Perkataan Juna kembali membuatku terkekeh. "Kok, lo bisa tau? Lo baca, ya? Berarti lo alay juga, dong?" ejekku.
Juna memutar-mutar bola matanya, kemudian menarik kepalaku agar bersandar di bahunya. "Suruh nyender aja susah amat. Alay, ya, alay, dah," gerutunya.
Aku kembali terkekeh. "Gue baru tau lo punya bakat ngelawak?"
Kulihat dia langsung tersenyum jemawa. "Apa, sih, yang nggak bisa dilakuin Babang Juna? Pinter, ganteng, lucu, baik hati, pengertian—"
"Jomblo," potongku sembari menahan tawa.
Juna memutar bola mata, kemudian mencebik. "Biarin, yang penting ganteng," kilahnya, kemudian memeletkan lidahnya.
"Buat apa ganteng tapi jomblo," ejekku, kemudian tergelak.
Juna melipat tangannya di dada dengan wajah ditekuk. "Awas, lo. Kalau sampai nanti jatuh cinta sama gue, terus lo nembak, lo bakalan gue tolak dengan senang hati. Biar nanti lo galau tujuh turunan," katanya tak mau kalah.
Aku terbahak-bahak dan membuat ekspresi Juna semakin cemberut.
***
Maaf, Bang. Naa pergi sama Juna, mau nyari buku buat referensi tugas sekolah. Abang udah kenal Juna, kan? Nanti biar dianter pulang sama Juna sekalian.
Aku memasukkan ponselku ke tas setelah membalas pesan dari Bang Ares, kemudian, berjalan menghampiri Juna yang tengah menungguku di motornya. Dia membantuku mengenakan helm.
Kami melaju menuju pusat perbelanjaan yang jaraknya tak terlalu jauh. Juna dengan lincah menyelap-nyelip di antara kendaraan yang terjebak macet. Suka atau tidak, hal seperti ini sudah menjadi makanan sehari-hari masyarakat yang tinggal di ibu kota.
Ketika keluar dari toko buku, kami tak sengaja berpapasan dengan beberapa teman Juna. Katanya, mereka saling mengenal karena mengambil pelajaran tambahan di tempat yang sama. Kami saling sapa dan berbasa-basi satu sama lain.

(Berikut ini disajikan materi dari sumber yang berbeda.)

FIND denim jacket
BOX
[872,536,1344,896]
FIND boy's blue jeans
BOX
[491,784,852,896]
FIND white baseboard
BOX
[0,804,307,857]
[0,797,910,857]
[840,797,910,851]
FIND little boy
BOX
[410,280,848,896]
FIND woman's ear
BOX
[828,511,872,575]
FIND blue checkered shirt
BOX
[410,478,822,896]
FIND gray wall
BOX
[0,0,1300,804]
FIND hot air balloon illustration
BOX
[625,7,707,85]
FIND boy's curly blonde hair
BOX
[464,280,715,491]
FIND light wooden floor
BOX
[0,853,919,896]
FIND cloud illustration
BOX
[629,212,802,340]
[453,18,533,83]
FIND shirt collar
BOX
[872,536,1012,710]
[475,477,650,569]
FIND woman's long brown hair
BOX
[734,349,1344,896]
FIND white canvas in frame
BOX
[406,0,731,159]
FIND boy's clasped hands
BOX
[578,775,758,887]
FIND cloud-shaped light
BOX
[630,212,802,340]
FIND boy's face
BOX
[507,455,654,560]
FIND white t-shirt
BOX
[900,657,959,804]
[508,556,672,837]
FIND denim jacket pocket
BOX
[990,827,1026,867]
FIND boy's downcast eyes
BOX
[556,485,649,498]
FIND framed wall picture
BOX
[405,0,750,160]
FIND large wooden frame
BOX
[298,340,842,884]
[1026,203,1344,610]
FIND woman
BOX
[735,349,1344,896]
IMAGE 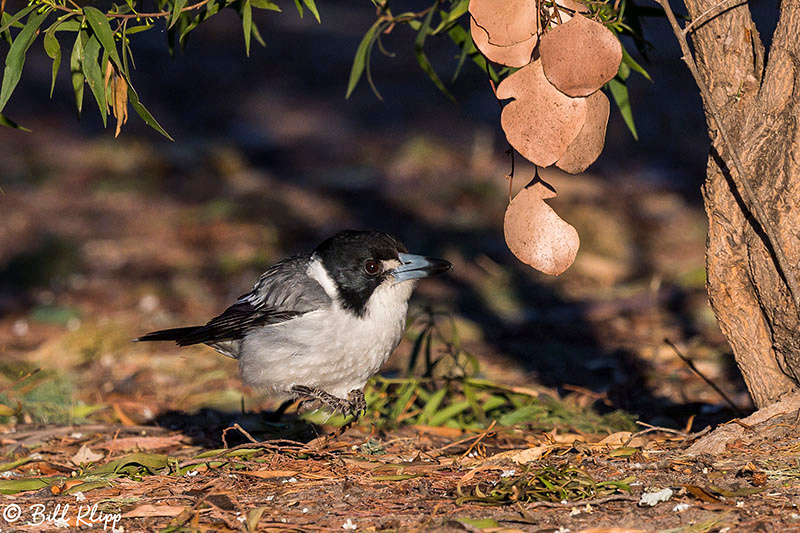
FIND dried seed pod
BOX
[556,91,611,174]
[469,0,539,67]
[539,15,622,97]
[503,182,580,276]
[497,60,586,167]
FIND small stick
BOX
[664,339,744,418]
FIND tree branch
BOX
[655,0,800,311]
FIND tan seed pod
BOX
[539,15,622,97]
[556,91,611,174]
[503,182,580,276]
[497,60,586,167]
[469,0,539,67]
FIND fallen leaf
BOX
[592,431,645,448]
[539,15,622,97]
[72,444,105,465]
[122,504,186,518]
[497,60,586,167]
[556,91,611,174]
[95,435,183,452]
[490,444,550,464]
[503,182,580,276]
[469,0,539,67]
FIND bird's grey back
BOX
[244,253,331,313]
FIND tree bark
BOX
[684,0,800,408]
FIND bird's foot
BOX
[347,389,367,420]
[291,385,351,416]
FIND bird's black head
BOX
[314,230,407,315]
[314,230,452,316]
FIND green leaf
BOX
[0,9,51,112]
[417,387,447,425]
[83,6,122,69]
[608,78,639,141]
[69,31,86,116]
[414,9,456,102]
[344,19,383,98]
[167,0,186,28]
[430,400,469,426]
[81,35,108,126]
[44,24,61,98]
[242,0,253,57]
[622,46,653,82]
[250,0,281,13]
[300,0,322,22]
[128,82,175,141]
[0,4,38,32]
[0,113,31,133]
[431,0,469,35]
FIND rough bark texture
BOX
[684,0,800,407]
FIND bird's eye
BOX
[364,259,381,276]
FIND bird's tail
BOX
[133,326,200,343]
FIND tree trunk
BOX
[684,0,800,408]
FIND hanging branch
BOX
[655,0,800,311]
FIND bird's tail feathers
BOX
[133,326,200,344]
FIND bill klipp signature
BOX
[0,503,122,533]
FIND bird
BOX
[134,230,452,419]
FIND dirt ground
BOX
[0,2,800,532]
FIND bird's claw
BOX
[292,385,367,420]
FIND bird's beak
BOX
[392,254,453,283]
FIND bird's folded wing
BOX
[176,254,331,346]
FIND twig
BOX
[664,339,744,418]
[512,494,639,512]
[222,422,260,449]
[655,0,800,311]
[682,0,747,35]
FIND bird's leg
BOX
[291,385,351,416]
[347,389,367,420]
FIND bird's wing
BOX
[176,254,331,346]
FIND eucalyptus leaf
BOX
[301,0,322,22]
[0,8,51,112]
[82,35,108,126]
[345,19,383,98]
[242,0,253,57]
[414,9,456,102]
[167,0,186,28]
[69,31,86,115]
[608,78,639,141]
[44,24,61,98]
[128,83,175,141]
[83,6,122,69]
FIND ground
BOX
[0,2,800,532]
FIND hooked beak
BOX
[392,253,453,283]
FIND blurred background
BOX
[0,0,775,427]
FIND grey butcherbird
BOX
[136,230,452,417]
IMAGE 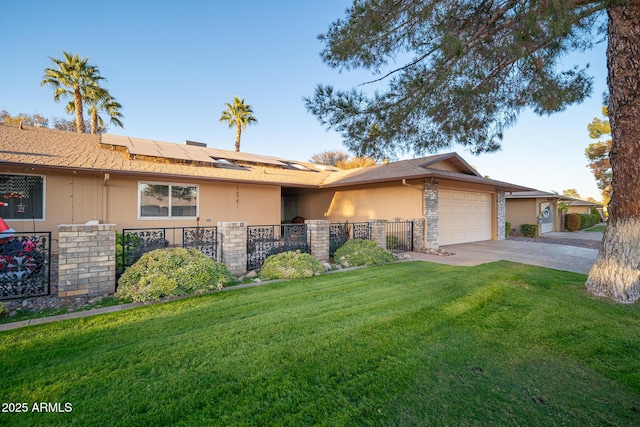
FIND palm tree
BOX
[220,96,258,151]
[66,87,124,134]
[40,52,104,133]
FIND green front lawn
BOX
[0,262,640,426]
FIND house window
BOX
[0,175,45,220]
[138,182,198,218]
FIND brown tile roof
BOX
[506,190,604,208]
[0,125,530,191]
[0,125,330,187]
[322,153,530,191]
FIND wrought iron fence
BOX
[0,231,51,300]
[116,226,218,274]
[247,224,310,270]
[387,218,413,253]
[329,222,371,256]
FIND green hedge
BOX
[333,239,394,267]
[116,248,235,302]
[579,214,600,230]
[564,213,601,231]
[260,251,324,280]
[564,214,580,231]
[520,224,538,237]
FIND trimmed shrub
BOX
[565,214,580,231]
[260,251,324,280]
[387,234,400,249]
[333,239,394,267]
[520,224,538,237]
[116,248,235,302]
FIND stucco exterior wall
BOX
[298,181,422,222]
[506,199,538,234]
[566,206,592,214]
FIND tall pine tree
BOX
[305,0,640,302]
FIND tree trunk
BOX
[73,87,85,133]
[236,120,242,151]
[586,0,640,303]
[91,106,98,135]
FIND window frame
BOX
[0,172,47,223]
[137,181,200,221]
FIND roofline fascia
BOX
[0,162,318,188]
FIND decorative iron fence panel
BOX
[116,227,218,274]
[387,218,413,253]
[247,224,311,270]
[0,231,51,300]
[329,222,371,256]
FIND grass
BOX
[0,297,122,324]
[0,262,640,426]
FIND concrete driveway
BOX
[410,239,602,274]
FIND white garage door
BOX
[438,189,492,245]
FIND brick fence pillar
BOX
[218,222,247,276]
[407,218,424,252]
[58,224,116,297]
[369,219,387,250]
[304,219,330,261]
[423,178,440,249]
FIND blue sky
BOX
[0,0,606,200]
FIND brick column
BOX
[218,222,247,276]
[407,218,424,252]
[304,219,330,261]
[58,224,116,297]
[368,219,387,249]
[496,187,507,240]
[423,178,440,249]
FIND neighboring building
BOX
[0,125,530,250]
[506,190,603,234]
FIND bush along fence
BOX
[6,219,425,300]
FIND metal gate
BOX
[116,227,218,274]
[0,232,51,300]
[329,222,371,256]
[247,224,310,270]
[387,218,413,253]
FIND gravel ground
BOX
[507,237,600,249]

"Jun, kok, lo nggak pernah bilang kalau punya saudara cantik gini?" celetuk salah seorang di antara mereka.
"Iya. Mentang-mentang cakep, diumpetin terus," kata yang lainnya ikut menimpali.
Aku dan Juna saling bertukar pandangan, kemudian tergelak. Entah sudah keberapa kalinya ada yang mengira kalau kami bersaudara.
"Saudara? Dia tetangga gue. Udah kenal dari masih bayi." Juna menjelaskan status kami kepada teman-temannya.
"Oh ... tetangga." Cowok yang pertama kali mengira aku dan Juna bersaudara manggut-manggut. "Tapi kalian beneran mirip. Udah kayak kakak-adek," sambungnya.
"Ya, dari dulu memang banyak yang bilang kayak gitu," kataku masih dengan senyum tersungging di bibir.
"Jalan bareng, yuk? Biar makin seru." Salah seorang dari mereka menawarkan.
Aku menoleh pada Juna, lalu Juna menggeleng. "Sorry. Kita mesti balik. Gue mesti pulangin anak orang. Takut kemaleman," tolak Juna sopan.
Teman-temannya mengerti, dan kami berpisah tak lama setelah itu.
***
Jun, makasih ya buat hari ini. Gue seneng bisa jalan sama lo.
Tak lama pesan itu terkirim, kemudian muncul tanda dua centang biru yang berarti pesan telah dibaca.
Sama-sama. Kalau lo seneng, gue juga ikut seneng.
Aku berbaring telentang di kamarku sembari menatap langit-langit. Tugas sekolah sudah selesai kukerjakan. Jam menunjukkan hampir pukul sepuluh malam. Cacing-cacing di perutku mulai menggelar konser, tanda bahwa mereka minta diberi makan.
Aku keluar kamar, lalu berjalan menuju dapur. Aku mengambil sepotong cheesecake dan susu dari dalam kulkas. Lupakan diet. Bodo amat masalah berat badan. Kalau lapar ya makan, tidak perlu ditahan. Itu yang selalu diajarkan Bang Dika padaku.
Kira-kira, sekarang Bang Dika sedang apa, ya? Apa dia makan tepat waktu? Eh, kenapa aku jadi memikirkannya? Siena bodoh! Untuk apa memedulikannya? Paling dia sedang bersenang-senang, mungkin menginap di tempat pacar barunya.
Baru beberapa suapan, terdengar suara pintu depan terbuka. Rupanya dia masih ingat pulang. Aku memilih fokus pada makananku dan akan mengabaikan keberadaan Bang Dika.
"Loh, Siena makan apa? Padahal Kakak bawain makanan buat kamu," kata suara yang mulai tidak asing di telingaku.
Aku mendongak. Pacar baru Bang Dika kini berdiri di hadapanku dengan senyum sumringah. Tangan Bang Dika melingkar di pinggangnya. Bolehkah aku mencakar wajahnya sampai hancur? Aku benar-benar muak melihat senyum palsu itu.
Aku menarik napas panjang, kemudian meletakkan sendok. "Makasih banyak atas perhatiannya, tapi aku udah kenyang," kataku sambil tersenyum. Aku berdiri kemudian melangkah pergi meninggalkan pasangan yang tengah dimabuk cinta itu.